# 20+ plants



## blacklabel (Jun 8, 2008)

i have no idea what any of them are. i can take better pics if you would like.


----------



## Tausendblatt (Sep 16, 2009)

I know what they are.

Okay... plant on wood is java fern. Plant behind that is cardamine sp. (chinesse ivy)

Plant that is feathery and to the left of the wood is myriophyllum, possibly mattogressens. In front of that could be some kind of small sword. I don't know. In behind the milfoil is a ludwigia, possilby palustris. The grassy plant in back and behind the ludwigia is either mondo grass or a valisneria or a saggitaria.

The plant with large red round leaves is a melon sword I guess. Behind that is probably an ordinary amazon sword.

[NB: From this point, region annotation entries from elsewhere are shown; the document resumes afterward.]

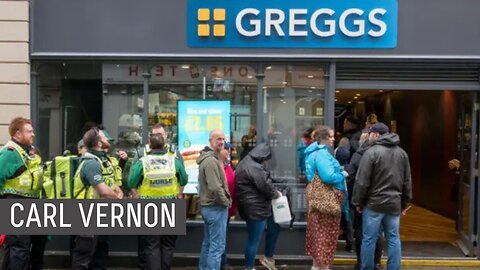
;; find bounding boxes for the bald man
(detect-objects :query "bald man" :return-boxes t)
[197,130,231,270]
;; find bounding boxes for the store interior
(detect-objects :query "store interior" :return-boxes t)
[335,89,472,255]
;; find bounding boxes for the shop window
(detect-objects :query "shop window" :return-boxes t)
[263,65,326,221]
[103,63,257,219]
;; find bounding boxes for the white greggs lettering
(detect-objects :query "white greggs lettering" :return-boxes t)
[235,8,387,37]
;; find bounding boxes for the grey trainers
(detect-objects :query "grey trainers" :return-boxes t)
[258,257,278,270]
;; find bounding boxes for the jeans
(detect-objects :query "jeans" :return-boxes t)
[198,206,228,270]
[350,206,383,265]
[245,220,265,269]
[265,215,280,258]
[221,217,230,266]
[362,208,402,270]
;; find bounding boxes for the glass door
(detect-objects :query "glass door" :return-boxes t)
[457,93,479,256]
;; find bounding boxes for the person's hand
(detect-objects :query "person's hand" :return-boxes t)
[448,158,460,170]
[130,189,140,200]
[117,151,128,160]
[113,185,123,199]
[402,205,412,216]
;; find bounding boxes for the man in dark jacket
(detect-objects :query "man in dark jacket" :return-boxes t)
[235,143,281,270]
[345,140,382,270]
[352,123,412,270]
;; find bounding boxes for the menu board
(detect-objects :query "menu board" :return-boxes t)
[177,100,230,194]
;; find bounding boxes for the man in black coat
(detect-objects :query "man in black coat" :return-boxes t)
[345,140,382,270]
[235,143,281,270]
[352,123,412,270]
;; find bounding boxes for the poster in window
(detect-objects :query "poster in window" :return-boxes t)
[177,100,230,194]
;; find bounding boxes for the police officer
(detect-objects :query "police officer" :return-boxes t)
[72,128,123,269]
[133,123,183,163]
[128,134,188,270]
[0,117,47,269]
[136,123,187,269]
[89,137,128,270]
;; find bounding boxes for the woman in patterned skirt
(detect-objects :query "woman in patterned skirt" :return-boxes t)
[305,126,348,270]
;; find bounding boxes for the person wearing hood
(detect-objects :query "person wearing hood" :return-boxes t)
[305,126,348,270]
[352,122,412,270]
[235,143,281,270]
[235,143,281,269]
[197,130,231,270]
[345,138,383,270]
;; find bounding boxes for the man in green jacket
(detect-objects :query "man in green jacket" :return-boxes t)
[0,117,47,269]
[128,134,188,270]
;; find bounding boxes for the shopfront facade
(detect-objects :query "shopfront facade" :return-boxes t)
[30,0,480,260]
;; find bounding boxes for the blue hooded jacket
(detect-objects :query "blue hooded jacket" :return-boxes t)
[305,142,346,193]
[305,142,350,221]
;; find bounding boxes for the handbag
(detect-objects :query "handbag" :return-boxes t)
[307,173,343,216]
[272,196,292,223]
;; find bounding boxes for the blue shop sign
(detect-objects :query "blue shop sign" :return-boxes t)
[187,0,398,48]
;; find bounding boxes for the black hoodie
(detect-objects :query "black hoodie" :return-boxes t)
[235,143,278,220]
[352,133,412,215]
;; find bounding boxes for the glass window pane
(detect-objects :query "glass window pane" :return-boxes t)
[263,65,326,221]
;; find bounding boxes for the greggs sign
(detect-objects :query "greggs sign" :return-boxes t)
[187,0,398,48]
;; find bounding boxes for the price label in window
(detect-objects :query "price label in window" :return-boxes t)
[177,100,230,194]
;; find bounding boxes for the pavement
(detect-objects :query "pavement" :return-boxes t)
[168,265,480,270]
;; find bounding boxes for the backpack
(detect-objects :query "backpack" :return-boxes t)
[42,155,81,199]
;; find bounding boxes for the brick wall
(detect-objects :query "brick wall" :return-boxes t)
[0,0,31,145]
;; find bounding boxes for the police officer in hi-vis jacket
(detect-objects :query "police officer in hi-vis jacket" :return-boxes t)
[72,128,123,270]
[128,134,188,270]
[0,117,47,269]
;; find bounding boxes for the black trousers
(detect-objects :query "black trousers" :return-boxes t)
[89,235,110,270]
[72,235,97,270]
[350,206,382,264]
[143,235,178,270]
[2,235,48,270]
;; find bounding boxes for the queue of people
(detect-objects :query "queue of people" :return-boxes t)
[0,117,412,270]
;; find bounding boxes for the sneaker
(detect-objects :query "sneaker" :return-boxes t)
[345,242,354,253]
[220,263,233,270]
[258,257,277,270]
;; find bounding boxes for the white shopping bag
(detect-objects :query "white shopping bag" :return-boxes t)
[272,196,292,223]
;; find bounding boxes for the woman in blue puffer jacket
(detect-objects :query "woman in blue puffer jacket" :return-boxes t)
[305,126,348,270]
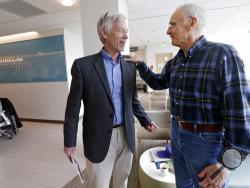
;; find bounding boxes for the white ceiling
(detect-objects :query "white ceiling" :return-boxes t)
[0,0,250,46]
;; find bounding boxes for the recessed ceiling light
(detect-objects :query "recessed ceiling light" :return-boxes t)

Beside the amazon sword is egeria densa. Further to the right is cabomba carolinia. The darker green version of that with the purplish tips is cabomba furcata.

The really fluffy light green plant is limnophila indica. Beside L. indica looks to be egeria najas.

There are many other sword type plants and a few bacopa, ludwigias and rotalas, but that's all for now.

In one corner is hemianthus micanthrimoides. You'll know which one I speak of. A bit of research could have gotten you IDs for 60% of these plants.


----------



## armedbiggiet (May 6, 2006)

blacklabel -- you know we have a thing called Plant Finder here?? try it out first, it is very helpful since most of these are common plants


----------